自治体によっては、家の解体費用に補助金を支給しているケースがあります。
はじめに、自治体が補助金を支給する目的や制度の内容、補助金の種類から解説します。
補助金を支給する目的
自治体が補助金を支給するのは、建物が長期間放置され、周囲に悪影響を及ぼすことを防ぐためです。空き家は、人が住んでいる家に比べて早く劣化するため、換気や掃除、見回りといった管理が欠かせません。
相続によって取得した実家などは遠方にあるケースも多く、現地を訪問するだけで時間と費用がかかります。
管理会社に委託する場合も費用がかかるため、解体を検討する方も少なくありません。
しかし、建物の解体工事には高額な費用がかかり、30坪の木造住宅で90万円から150万円程度とされています。
建物が頑丈なほど解体に時間がかかり、人手も必要となるため、コンクリート造や鉄骨造ではさらに費用が高くなるでしょう。
金銭的な事情でやむを得ず放置されている空き家は多く、年々増加しており、大きな社会問題となっています。
空き家を放置すると、破損や倒壊、ごみの散乱、不法投棄、放火、治安の悪化など、さまざまなリスクが生じるでしょう。

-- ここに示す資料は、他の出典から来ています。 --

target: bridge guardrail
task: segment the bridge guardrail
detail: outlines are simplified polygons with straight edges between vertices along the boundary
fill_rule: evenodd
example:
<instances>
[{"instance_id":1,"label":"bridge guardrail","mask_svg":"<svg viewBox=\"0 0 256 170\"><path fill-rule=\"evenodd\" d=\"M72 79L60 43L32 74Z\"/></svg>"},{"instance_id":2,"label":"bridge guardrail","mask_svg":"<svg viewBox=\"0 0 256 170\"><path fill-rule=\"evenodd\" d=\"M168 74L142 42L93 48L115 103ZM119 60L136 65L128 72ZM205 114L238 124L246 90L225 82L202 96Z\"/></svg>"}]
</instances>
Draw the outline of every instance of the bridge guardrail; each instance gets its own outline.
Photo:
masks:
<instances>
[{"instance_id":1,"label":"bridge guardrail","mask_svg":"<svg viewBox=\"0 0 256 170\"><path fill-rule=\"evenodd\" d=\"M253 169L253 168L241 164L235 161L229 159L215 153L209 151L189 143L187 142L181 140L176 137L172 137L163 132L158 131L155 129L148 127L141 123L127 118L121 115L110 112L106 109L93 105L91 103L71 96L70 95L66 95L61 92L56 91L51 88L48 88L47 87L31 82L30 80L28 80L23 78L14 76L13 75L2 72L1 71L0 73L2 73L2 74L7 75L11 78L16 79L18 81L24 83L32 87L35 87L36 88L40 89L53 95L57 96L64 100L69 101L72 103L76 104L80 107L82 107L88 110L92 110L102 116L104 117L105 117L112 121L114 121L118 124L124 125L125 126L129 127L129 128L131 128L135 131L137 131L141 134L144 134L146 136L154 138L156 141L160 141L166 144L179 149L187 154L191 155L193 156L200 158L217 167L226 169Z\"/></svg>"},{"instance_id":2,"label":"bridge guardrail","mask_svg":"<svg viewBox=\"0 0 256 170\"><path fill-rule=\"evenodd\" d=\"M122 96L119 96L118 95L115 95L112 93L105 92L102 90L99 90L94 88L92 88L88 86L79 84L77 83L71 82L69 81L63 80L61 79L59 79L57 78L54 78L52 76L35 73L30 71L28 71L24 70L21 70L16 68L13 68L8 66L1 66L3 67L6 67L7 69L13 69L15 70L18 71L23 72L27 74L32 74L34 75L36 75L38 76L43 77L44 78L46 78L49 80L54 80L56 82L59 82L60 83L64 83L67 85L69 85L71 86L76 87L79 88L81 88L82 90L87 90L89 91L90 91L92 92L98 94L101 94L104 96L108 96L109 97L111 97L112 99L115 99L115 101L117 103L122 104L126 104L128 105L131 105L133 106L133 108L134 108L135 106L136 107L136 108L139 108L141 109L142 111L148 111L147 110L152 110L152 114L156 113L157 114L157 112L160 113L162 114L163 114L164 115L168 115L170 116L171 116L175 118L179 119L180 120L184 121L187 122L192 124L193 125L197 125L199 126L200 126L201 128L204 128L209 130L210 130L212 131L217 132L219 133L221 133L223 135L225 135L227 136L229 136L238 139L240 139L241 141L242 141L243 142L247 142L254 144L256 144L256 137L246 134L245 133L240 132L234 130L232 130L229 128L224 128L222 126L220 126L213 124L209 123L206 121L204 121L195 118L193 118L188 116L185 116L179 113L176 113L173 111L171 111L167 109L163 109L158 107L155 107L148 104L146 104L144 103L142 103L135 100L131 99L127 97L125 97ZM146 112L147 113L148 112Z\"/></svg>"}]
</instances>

補助金制度は、金銭的な理由で解体を断念せざるを得なかったケースに対応し、これらのリスクを回避するために設けられています。
補助金の種類
解体工事の際に受け取れる補助金制度には、いくつかの種類があります。
自治体によって名称が異なる場合もありますが、主な補助金の種類は以下のとおりです。
老朽危険家屋解体工事補助金
老朽化などにより倒壊の恐れがある空き家の解体を促すための制度です。
補助を受けるには、耐震診断や自治体の認定が必要となります。
認定を受けると、解体費用の約2割から5割の補助金が支給されます。
木造住宅解体工事補助金
地震などの災害時に倒壊や被害のリスクを抑えるため、現在の耐震基準を満たしていない木造住宅の解体を促す制度です。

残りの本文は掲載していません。